The cost of shipping material to Asia from Europe has jumped in the last two weeks and is likely to keep rising until at least May.
Shipping lines could increase the cost of a container to around $1,500 in the coming weeks, which would represent an increase of approximately $1,000 since the beginning of the year.
Freight Investor Services container freight derivatives broker Steve Phillips said: “Maersk has announced it has suspended routes from Europe to Asia until May, while MSC is putting on various leverage rates. Europe to Asia routes will increase into the next couple of weeks and into the back end of the year, as will LA to Asia.
“We believe this will carry us into Q3 when traditionally prices have tended to go up anyway, so we would not anticipate prices will fall then. Prices will probably increase to $1,000 in May to June on the Rotterdam to Shanghai route, while LA to Shanghai could go as high as $1,200 to $1,400.
“But we are also seeing surcharges on this, so the shipping lines are putting punitive surcharges on particular types of crate. They aren’t increasing the cost of crates as much, but we are seeing more surcharges now as it is a different way to skin a cat.
“So the all-in charge is looking at a price of $1,350 to $1,600 per box.”
SCM has seen emails from shipping lines showing that Maersk has increased its export fuel surcharge from 1 May 2012 to 17.5 per cent from 14 per cent. Seago Line has increased its fuel surcharge to 14 per cent from 10.50 per cent, while NYK from 15 April 2012 has implemented a space freight premium of $150 for a 20 foot container and $250 for a 40 foot container on backhaul routes.
Mark Lyndon Paper Enterprises (UK) managing director Paul Briggs said: “We are seeing all sorts of increases. One liner has an 18-tonne surcharge of $250 so we have to send more than 18 tonnes. While one major shipping line phoned me and said that they will be increasing the price by $100 per box after we had already booked the containers and agreed the price.

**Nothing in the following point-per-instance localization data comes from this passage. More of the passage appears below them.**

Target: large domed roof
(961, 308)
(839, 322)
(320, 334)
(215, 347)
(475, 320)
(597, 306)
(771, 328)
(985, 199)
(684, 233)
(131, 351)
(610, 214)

“The way the shipping lines have done this has been very unprofessional and there has been no thought about customer service.
“In January, the price was $500 and it could be $1,500 by the end of April. We are worried about how far the shipping lines will take this, and there is a rumour that once it hits $1,500 then they will leave it there, but there is no guarantee on that.
“This will help to keep prices [of material] low. The Chinese aren’t desperate for material as they have got their own tonnes now. Local OCC is going into mills there and they are full. The Chinese have got options now from the domestic market that they didn’t have a couple of years ago.
“We are already seeing that this is having an impact on the price of material in Europe. As long as the freight prices stay the same, then the global market will adjust and prices will fall. It will eventually be alright when all of this settles down, but I am not happy with the way the shipping lines have handled this.”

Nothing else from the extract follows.